Empirical Orthogonal Functions
What is an EOF? An EOF is the decomposition of a data set in terms of orthogonal basis functions. This set of basis functions will contain all the information in the dataset, but broken into empirical functions that are most different from each other (orthogonal) and account for the most amount of variance as possible. These are typically ordered by the amount of variance accounted for, with the most the first in the matrix. In my example here I have 1271 grid locations (a 31 x 41 grid) and 89,000 time steps.

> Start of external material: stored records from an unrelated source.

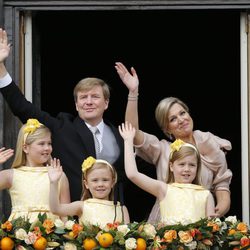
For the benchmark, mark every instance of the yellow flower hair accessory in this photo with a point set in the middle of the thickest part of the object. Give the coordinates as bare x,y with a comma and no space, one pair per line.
30,126
88,163
176,145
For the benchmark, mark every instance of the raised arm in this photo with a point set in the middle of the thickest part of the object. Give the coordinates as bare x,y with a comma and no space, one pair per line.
132,83
55,173
4,51
150,185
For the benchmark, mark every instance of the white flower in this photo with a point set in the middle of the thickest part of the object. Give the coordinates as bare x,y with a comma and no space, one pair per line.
59,223
31,238
123,229
191,245
130,244
20,234
232,219
69,246
69,224
218,221
223,226
174,221
149,231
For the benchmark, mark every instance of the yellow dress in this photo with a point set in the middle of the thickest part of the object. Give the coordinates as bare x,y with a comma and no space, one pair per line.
30,193
100,212
183,203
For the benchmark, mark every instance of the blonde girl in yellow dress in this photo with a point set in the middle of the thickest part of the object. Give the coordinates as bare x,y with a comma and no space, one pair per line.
96,206
182,198
27,180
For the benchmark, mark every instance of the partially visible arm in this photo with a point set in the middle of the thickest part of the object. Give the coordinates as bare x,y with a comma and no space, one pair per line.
126,215
132,83
6,177
150,185
64,189
4,51
223,202
70,209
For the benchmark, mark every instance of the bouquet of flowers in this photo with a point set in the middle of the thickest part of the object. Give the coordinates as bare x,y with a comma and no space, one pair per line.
70,235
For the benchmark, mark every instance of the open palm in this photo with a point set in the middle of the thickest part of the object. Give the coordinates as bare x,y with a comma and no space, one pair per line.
4,46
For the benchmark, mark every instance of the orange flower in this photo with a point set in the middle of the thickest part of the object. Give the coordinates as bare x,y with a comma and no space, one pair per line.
244,241
48,225
242,227
76,229
7,225
112,226
37,231
170,235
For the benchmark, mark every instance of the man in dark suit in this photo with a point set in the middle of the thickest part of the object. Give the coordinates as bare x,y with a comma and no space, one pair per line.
71,137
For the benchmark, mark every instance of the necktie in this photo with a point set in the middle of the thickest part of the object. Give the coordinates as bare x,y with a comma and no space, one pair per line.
94,131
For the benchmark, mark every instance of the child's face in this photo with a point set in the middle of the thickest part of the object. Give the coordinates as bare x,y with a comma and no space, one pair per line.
38,152
185,169
100,183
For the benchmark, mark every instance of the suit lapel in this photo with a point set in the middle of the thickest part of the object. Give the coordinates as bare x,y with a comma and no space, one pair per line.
85,135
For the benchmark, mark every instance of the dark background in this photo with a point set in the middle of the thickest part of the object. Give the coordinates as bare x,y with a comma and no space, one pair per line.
193,55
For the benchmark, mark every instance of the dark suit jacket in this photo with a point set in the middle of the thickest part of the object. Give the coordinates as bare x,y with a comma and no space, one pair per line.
72,141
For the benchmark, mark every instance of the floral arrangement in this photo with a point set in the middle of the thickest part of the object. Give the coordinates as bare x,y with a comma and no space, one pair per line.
204,234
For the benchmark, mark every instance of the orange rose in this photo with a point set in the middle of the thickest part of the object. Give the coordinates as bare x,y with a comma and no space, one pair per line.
170,235
48,225
215,226
242,227
244,241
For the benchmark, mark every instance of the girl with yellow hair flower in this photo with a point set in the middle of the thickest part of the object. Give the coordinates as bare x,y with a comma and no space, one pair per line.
27,180
96,206
182,199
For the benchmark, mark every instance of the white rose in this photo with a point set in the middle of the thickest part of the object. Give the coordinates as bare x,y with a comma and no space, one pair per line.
123,229
69,246
59,223
69,224
232,219
130,244
20,234
149,231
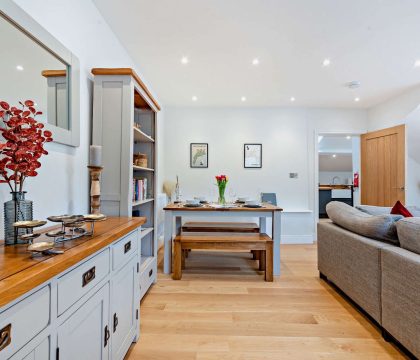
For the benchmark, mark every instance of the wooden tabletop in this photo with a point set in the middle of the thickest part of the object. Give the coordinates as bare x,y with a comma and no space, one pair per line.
180,207
20,272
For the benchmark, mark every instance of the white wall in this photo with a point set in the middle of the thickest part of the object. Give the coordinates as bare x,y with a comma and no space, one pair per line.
288,137
62,184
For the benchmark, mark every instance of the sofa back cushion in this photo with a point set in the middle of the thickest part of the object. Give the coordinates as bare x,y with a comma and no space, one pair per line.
409,234
381,210
379,227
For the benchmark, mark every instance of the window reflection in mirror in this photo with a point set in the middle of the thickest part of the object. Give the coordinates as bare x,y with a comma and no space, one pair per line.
28,71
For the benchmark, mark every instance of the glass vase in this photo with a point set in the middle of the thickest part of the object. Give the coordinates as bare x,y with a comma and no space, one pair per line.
17,209
222,200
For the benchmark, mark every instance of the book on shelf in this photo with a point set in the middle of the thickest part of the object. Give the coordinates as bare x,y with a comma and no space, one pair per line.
139,189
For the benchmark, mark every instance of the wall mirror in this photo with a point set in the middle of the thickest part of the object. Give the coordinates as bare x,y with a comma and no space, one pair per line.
36,66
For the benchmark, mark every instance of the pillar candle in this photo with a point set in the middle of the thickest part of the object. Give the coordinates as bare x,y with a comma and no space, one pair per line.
95,155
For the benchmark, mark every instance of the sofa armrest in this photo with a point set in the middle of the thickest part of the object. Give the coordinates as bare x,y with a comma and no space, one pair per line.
401,296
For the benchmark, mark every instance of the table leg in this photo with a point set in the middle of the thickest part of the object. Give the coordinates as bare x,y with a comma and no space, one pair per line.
167,243
276,240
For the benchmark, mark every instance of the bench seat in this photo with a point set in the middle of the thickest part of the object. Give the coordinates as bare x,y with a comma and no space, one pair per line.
261,243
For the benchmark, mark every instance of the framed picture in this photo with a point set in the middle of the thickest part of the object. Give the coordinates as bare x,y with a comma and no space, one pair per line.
253,156
199,155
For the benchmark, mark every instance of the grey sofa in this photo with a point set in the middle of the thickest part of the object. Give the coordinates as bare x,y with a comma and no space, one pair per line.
379,276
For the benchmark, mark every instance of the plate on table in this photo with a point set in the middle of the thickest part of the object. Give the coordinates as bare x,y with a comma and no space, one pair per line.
193,205
253,206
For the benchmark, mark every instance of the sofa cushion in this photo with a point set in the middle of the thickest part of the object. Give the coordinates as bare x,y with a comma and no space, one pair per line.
409,234
380,227
381,210
400,209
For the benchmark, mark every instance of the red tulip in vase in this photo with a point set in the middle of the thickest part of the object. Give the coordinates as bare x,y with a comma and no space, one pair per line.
23,146
222,181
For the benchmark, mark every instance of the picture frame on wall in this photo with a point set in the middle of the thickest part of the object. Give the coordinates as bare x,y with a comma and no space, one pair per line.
253,156
199,155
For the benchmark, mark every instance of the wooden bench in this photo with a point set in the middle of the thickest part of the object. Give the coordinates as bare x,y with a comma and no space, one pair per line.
261,243
235,227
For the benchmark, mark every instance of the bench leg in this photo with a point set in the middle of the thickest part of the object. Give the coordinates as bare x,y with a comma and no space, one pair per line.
262,259
269,261
177,275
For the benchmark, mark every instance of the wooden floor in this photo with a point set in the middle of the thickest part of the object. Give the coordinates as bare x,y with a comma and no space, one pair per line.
223,309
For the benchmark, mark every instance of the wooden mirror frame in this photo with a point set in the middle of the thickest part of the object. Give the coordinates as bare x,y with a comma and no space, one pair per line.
25,23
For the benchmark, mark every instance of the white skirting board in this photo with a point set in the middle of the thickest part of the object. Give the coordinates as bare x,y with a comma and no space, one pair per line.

Because of memory limitations, I’ve restricted the EOF analysis to 20,000 time steps. Generating the orthogonal functions is just a single line, calling a function to perform a singular value decomposition (svd, available in numpy.linalg). I provide my 1271 x 20,000 element matrix of wind predictions, call it W, and what I end up with is three matrices, U, S, and V, such that
$$W = USV^T ,$$
where U is 1271 x 1271 and is my set of orthogonal functions across space and V is similarly those functions in time (20,000x20,000). S is a diagonal matrix who’s values correspond to the variance represented by each orthogonal function. The variance of the first functions represent about 7, 7, and 5% (19%) of the overall variance. This might not be considered a lot, but nearly 20% of the spatial variability can be described by just 3 patterns! In this case 3 of the 1271 possible.
The geographical setting
Here you can see some relatively large patterns that are typical of the region. Mode 1 representing onshore flow from the ocean and offshore flow from land. Mode 2 shows similar onshore flow but with more southerly flow inland. Mode 3 shows a strong north flow offshore at higher latitudes and southward flow at lower latitudes showing a divergence region just below the Strait of Juan de Fuca. To help illustrate, for lack of basemap, the three modes are show below
What I really enjoyed seeing was the effects of the Olympic mountains on winds just to the East. You can see what looks like a swirl in all of the modes. Wrapping up I’ll link an interactive html file here and the jupyter notebook used in the analysis described is here. If you’d like data please get in touch.
What makes it complex?
An aside that I didn’t mention above. Wind vectors have two components whereas what is described above assumes just a single value, like say winds speed. However, with a vector you can use complex notation to represent the two dimensions under a single matrix such that
$$\hat{u} = u + iv.$$
Here, the northward component, v, is imaginary. The computation is the same, but at the end you’ll need to take the real and imaginary parts to recreate the vector. And note that instead of normal transpose above, the hermitian transpose is need that additionally takes the complex conjugate of V.